Harold Koh, the nominee for Legal Adviser to the State Department, supports “the global regulation of small arms” and a “global gun control regime.” And he believes it is “needlessly provocative” for any U.S. representative to refer to the right to bear arms when speaking to a foreign audience: the very mention of the Second Amendment, apparently, is offensive. That has very serious implications for domestic policy, but what does Koh want to do with the legal, international arms trade? The answer is simple: he wants to ban it.
In 2002, Koh spoke on the subject at Fordham Law School. In his remarks, he emphasized the importance of what he called “bright-line norms,” i.e. absolute rules. A bright-line norm that we can all endorse, for example, is that human slavery is wrong. But Koh wants a great many more such norms. One of them is against the production and use of antipersonnel landmines. That, though, is only the start. Koh then noted regretfully that “we are a long way from persuading governments to accept a flat ban on the trade of legal arms.” The emphasis was his.
Yes, a complete ban on the international trade of all arms. Not even a ban on the trade of arms in peacetime, though that would be no better: a flat ban on the arms trade, period. If Koh’s doctrine won out, even the Lend Lease Agreement in World War II, under which the U.S. supplied weapons to nations resisting Nazi Germany and Imperial Japan, would have been illegal. So would the U.S. supply of weapons to its allies who resisted Communism during the Cold War. So, of course, would U.S. arms sales to Israel and many other close allies, including Britain, today.
The kindest thing that can be said about this idea is that it makes no sense. If all states had to rely for their defense on weapons they made themselves, most small to mid-sized states would be completely indefensible. Not even the U.S. makes all of its own weapons, and all the parts that go into them.

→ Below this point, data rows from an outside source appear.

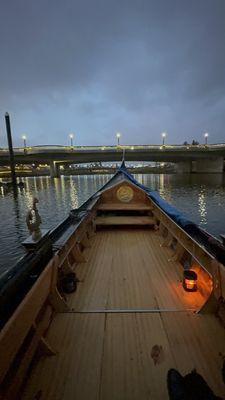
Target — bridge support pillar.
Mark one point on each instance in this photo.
(54, 169)
(209, 165)
(184, 167)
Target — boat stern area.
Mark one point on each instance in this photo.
(127, 324)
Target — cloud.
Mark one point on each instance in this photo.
(95, 67)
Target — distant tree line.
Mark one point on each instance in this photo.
(194, 143)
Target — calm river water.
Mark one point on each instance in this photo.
(201, 197)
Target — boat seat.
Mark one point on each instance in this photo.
(125, 220)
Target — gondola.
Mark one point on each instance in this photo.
(121, 292)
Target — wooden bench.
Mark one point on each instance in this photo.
(24, 333)
(125, 220)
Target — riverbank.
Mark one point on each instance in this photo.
(87, 171)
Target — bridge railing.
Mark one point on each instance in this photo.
(66, 149)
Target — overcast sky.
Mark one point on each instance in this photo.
(140, 67)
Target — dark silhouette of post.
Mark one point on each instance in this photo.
(10, 145)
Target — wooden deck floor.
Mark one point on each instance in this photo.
(107, 356)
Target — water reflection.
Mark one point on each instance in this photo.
(201, 197)
(202, 206)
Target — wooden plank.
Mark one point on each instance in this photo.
(75, 371)
(108, 356)
(128, 370)
(127, 270)
(124, 206)
(197, 342)
(16, 329)
(123, 220)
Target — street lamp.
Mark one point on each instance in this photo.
(24, 142)
(71, 139)
(206, 138)
(118, 138)
(164, 136)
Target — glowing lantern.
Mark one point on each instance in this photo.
(190, 281)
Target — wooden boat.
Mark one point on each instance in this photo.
(130, 319)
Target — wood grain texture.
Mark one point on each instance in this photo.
(109, 356)
(124, 206)
(125, 220)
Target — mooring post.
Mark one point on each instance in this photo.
(10, 145)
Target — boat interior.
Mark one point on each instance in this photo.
(130, 318)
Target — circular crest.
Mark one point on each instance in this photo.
(125, 194)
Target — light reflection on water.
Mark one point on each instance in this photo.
(201, 197)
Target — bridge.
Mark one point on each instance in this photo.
(188, 158)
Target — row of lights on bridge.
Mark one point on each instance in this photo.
(118, 136)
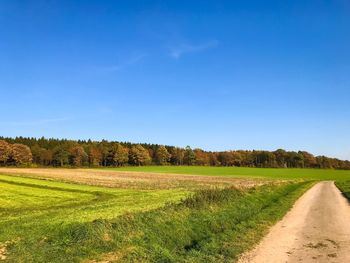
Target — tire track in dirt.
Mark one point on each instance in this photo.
(317, 229)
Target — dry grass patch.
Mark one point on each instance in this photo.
(135, 180)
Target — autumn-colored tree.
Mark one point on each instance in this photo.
(47, 157)
(177, 156)
(202, 158)
(61, 155)
(58, 152)
(309, 160)
(189, 156)
(120, 155)
(21, 154)
(139, 155)
(95, 155)
(78, 155)
(5, 152)
(162, 155)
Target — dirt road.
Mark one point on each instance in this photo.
(317, 229)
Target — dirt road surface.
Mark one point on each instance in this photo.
(317, 229)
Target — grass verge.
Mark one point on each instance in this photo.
(211, 226)
(344, 187)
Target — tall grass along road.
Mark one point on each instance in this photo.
(317, 229)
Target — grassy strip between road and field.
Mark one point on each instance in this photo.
(344, 187)
(210, 226)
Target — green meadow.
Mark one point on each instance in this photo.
(51, 221)
(268, 173)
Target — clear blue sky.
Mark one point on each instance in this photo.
(211, 74)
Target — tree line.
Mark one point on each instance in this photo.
(63, 152)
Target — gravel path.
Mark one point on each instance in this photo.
(317, 229)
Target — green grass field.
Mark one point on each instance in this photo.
(31, 208)
(268, 173)
(51, 221)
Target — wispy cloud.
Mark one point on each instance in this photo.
(177, 52)
(36, 122)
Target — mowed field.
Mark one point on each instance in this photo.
(244, 172)
(148, 214)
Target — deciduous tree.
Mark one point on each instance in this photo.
(21, 154)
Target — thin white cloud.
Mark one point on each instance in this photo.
(177, 52)
(36, 122)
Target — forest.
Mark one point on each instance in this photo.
(23, 151)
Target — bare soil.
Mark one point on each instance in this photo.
(140, 180)
(317, 229)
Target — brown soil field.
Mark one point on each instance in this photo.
(139, 180)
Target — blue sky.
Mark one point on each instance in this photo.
(211, 74)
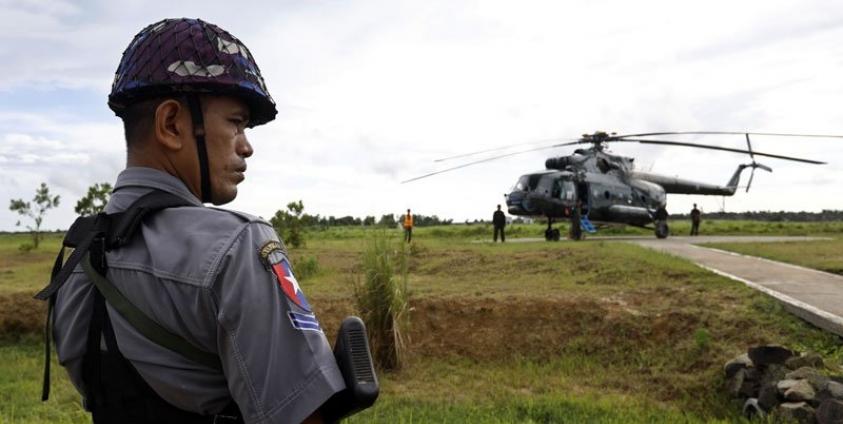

Banning the trade in legal arms would make U.S. defense considerably more expensive, and expose virtually every other democracy in the world to unresistable attack from, or blackmail by, dictatorships.
This is not a path to peace: it is a prescription for ferocious wars of aggression by the large, strong, and tyrannical against the small, weak, and democratic. As long ago as 1934, Winston Churchill pointed out the fallacy of the belief that disarming the good will discourage the bad: as he put it, the overnight abolition of gunpowder would only result in savage wars launched by men with spears.
And that is not merely a rhetorical flourish, as the terrible experience of Rwanda demonstrates. Koh’s belief that the trade in legal arms needs to go is nothing more than magical thinking at its worst: it blames the arms trade, not bad governments or totalitarian ideologies, for the evils of the world. And that is not merely wrong: it poses a serious danger to the stability and peace of the democratic world.